Pamela Kruszelnicki, director of financial management at the Ministry of Treasury, Finance, Public Works, and Public Services of Misiones, remarked:

“The recent certification of our Jurisdictional REDD+ Program under Verra’s JNR Framework—a first-of-its-kind milestone globally—demonstrates that it is possible to combine development, conservation, and climate finance under high standards of integrity and transparency.”

Interest in Article 6 is growing quickly. According to the UNFCCC, more than 100 countries have expressed interest in using Article 6 to help achieve their climate goals. Several bilateral agreements have already been signed, including deals involving Singapore, Japan, Switzerland, South Korea, and Sweden.

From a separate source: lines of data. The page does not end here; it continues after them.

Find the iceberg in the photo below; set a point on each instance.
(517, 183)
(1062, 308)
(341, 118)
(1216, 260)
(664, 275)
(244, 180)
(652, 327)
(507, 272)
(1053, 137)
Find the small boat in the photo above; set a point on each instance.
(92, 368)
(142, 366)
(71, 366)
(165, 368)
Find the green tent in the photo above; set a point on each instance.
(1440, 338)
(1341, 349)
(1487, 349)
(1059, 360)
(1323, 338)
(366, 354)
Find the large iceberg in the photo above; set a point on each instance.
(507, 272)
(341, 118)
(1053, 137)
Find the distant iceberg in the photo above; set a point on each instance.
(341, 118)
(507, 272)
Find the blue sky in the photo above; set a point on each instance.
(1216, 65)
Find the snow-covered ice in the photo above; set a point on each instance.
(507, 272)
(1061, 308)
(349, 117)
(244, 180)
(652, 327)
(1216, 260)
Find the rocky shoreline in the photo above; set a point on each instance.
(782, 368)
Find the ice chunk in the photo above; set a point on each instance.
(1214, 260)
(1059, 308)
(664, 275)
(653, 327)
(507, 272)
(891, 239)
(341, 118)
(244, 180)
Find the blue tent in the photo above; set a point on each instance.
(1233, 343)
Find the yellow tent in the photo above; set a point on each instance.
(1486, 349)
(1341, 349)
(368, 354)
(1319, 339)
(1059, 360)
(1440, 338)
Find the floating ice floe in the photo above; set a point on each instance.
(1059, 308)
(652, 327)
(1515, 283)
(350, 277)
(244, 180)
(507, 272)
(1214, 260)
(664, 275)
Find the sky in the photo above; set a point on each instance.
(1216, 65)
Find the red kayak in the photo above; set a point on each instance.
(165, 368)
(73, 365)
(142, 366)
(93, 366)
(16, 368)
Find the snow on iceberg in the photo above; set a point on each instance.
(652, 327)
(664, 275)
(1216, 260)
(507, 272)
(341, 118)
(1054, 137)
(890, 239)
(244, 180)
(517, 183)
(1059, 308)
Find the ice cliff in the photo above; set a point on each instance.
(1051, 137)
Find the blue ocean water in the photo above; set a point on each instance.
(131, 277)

As countries implement these agreements, they are likely to increase the demand for trusted carbon accounting and independent verification. That creates new opportunities for standards organizations like Verra.

Trust Is Replacing Volume as the Market’s Currency

The carbon market is no longer focused on issuing as many credits as possible.

Instead, buyers are asking tougher questions. They want to know whether a project delivers real emissions reductions, protects biodiversity, and benefits local communities. They also expect stronger monitoring and independent verification.

These changes are reshaping the market. Higher-quality credits may take longer to develop, but they are expected to attract stronger long-term credit demand and higher buyer confidence.

projected global carbon credit market 2050
This chart shows the projected global carbon credit market size from 2025 to 2050. The green range shows lower and upper bounds, reaching $50–250 billion by 2050 (2024 prices). Growth depends on demand: high demand with loose supply drives the market to the upper bound, while low demand with loose supply results in the lower bound.

Verra Is Positioning for a New Era of Carbon Trading

Verra’s recent announcements are part of a broader strategy, not a series of separate updates.

The organization is strengthening project methodologies, expanding its work with governments, and preparing for the growth of compliance carbon markets under Article 6. These efforts reflect how the carbon market is evolving from a voluntary system into a more connected global framework.

Analysts expect this trend to continue. McKinsey & Company estimates that demand for carbon credits could reach 1.5 billion to 2 billion metric tons per year by 2030. At the same time, the World Bank expects more countries to introduce carbon pricing as they work toward their net-zero goals.

For Verra, success will depend less on the number of credits it issues and more on the trust those credits earn. As governments tighten climate policies and buyers demand greater integrity, organizations that can deliver transparent, science-based carbon credits are likely to play a larger role in the next generation of global carbon markets.